ショーロ王女とヒイロ王子が、なにやらいろんな人と挨拶しているのを、側でにこにこしながら少し頭を下げ続けた。頬の筋肉が痛みだしたころ、ようやくポロ車に乗り込む。
一国の王女様のポロ車は、それはそれは華麗だった。
ポロも緑といってる場合じゃない。エメラルドグリーンに輝く体毛で、四頭引きだ。どのポロも賢そうなキリっとした顔をしている。
いや、アルトメルトのポロたちだって、ふざけた顔をしてるわけじゃないんだけど。
車の方は薄い桃色で、全体的に金で縁取りされている。窓枠とか、ドアのノブ、ステップの底板も金色。まるでお姫様の乗り物みたいだ、と感心して、まごうことなきお姫様の乗り物だと気づいて、一人赤面した。
乗り込んでみると、やはり六人乗りみたいでガランとしていて、なんとなく肌寒い気がするようだ。私とヒイロ王子がならんで、ショーロ王女と対面する。
「ショーロ王女殿下、御出立!」
窓の外からキシメジさんの声が聞こえた。カタンと軽い揺れを感じただけで、王女様のポロ車はスムーズに動き出した。
「さあ、もういいでしょう」
ショーロ王女が言うと、ヒイロ王子が窓を閉めてカーテンを引いた。
「しかし、ショーロは相変わらずキツイな」
「なにを言うの。わたくしほど寛容な女性は、そうそういないわ」
突然、口調がくだけて、ついでに姿勢も崩れた。ヒイロ王子は足を組んで腕組みするし、ショーロ王女は背もたれに思いっきり体を預けてだらーっと力を抜いてる。

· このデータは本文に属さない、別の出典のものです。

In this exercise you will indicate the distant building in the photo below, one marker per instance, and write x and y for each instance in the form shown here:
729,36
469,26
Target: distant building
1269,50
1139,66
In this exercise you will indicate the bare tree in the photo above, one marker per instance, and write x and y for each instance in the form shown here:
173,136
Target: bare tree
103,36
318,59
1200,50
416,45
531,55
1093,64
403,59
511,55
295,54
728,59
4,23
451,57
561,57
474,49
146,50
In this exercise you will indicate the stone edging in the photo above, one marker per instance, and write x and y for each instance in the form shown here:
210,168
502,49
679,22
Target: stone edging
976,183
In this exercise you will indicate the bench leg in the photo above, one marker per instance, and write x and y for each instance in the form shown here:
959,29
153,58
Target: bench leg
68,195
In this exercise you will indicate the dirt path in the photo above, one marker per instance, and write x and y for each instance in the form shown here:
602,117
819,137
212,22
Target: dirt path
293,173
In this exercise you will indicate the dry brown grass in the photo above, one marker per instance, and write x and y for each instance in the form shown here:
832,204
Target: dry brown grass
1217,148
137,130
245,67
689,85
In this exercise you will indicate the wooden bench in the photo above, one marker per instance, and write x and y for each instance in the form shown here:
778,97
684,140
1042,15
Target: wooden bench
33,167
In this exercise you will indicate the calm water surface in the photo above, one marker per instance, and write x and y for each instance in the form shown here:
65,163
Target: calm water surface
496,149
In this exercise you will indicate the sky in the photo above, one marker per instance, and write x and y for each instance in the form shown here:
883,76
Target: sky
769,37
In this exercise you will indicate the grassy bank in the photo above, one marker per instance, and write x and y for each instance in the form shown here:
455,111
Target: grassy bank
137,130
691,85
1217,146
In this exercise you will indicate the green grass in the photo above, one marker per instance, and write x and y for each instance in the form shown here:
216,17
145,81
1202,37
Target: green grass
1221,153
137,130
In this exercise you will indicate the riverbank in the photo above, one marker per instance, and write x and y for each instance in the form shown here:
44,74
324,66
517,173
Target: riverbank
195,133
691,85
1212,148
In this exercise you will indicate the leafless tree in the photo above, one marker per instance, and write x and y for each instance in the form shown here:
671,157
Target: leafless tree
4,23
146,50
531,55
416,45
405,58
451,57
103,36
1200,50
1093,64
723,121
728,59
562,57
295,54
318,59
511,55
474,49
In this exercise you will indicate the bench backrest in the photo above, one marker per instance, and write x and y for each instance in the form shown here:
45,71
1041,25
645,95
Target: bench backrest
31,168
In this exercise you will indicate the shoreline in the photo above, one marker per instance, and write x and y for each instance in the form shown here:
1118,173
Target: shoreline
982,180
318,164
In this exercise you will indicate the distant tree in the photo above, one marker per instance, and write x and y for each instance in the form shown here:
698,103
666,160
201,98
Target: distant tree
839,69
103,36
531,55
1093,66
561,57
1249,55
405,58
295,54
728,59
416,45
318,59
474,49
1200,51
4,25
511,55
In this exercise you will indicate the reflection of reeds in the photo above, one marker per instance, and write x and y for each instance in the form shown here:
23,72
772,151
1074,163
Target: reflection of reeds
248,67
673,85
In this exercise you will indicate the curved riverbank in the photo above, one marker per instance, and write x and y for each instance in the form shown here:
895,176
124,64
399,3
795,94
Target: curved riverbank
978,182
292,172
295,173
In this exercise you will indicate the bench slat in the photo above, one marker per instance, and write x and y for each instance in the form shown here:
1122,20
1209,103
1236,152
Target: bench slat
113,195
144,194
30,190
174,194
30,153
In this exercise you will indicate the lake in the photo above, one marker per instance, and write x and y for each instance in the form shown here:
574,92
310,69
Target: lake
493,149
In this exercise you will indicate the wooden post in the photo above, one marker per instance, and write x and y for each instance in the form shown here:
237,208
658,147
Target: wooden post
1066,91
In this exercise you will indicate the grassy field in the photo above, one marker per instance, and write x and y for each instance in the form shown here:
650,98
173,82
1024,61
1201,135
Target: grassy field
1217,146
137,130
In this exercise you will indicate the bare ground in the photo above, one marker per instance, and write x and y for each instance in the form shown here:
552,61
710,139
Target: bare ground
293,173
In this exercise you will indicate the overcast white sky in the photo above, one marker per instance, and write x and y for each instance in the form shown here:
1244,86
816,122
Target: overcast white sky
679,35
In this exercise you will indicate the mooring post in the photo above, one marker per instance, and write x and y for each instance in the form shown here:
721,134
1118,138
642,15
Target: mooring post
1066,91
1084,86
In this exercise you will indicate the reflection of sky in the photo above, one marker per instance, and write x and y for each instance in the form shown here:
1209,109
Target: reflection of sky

「アサヒ、きみも楽にしているといい。このポロ車は絶対に外から開けてはならないようになっているんだ」
「まあ、ヒイロったら、聖女様を呼び捨て!?」
ショーロ王女の柳眉が跳ね上がった。美女の怒りは怖い。
「私たちは友達だからね、ねえ、アサヒ」
ショーロ王女の怒りに遠慮して、黙ってうなずく。
「アサヒ」
ヒイロ王子が顔を覗き込んでくる。はいはい、わかってますよ。
「ヒーちゃんとアサヒは友達だよ」
「ヒーちゃん!?」
ショーロ王女が「ぶーっ!」と盛大に噴きだした。この世界の王族の人って、みんな笑い上戸なのかな?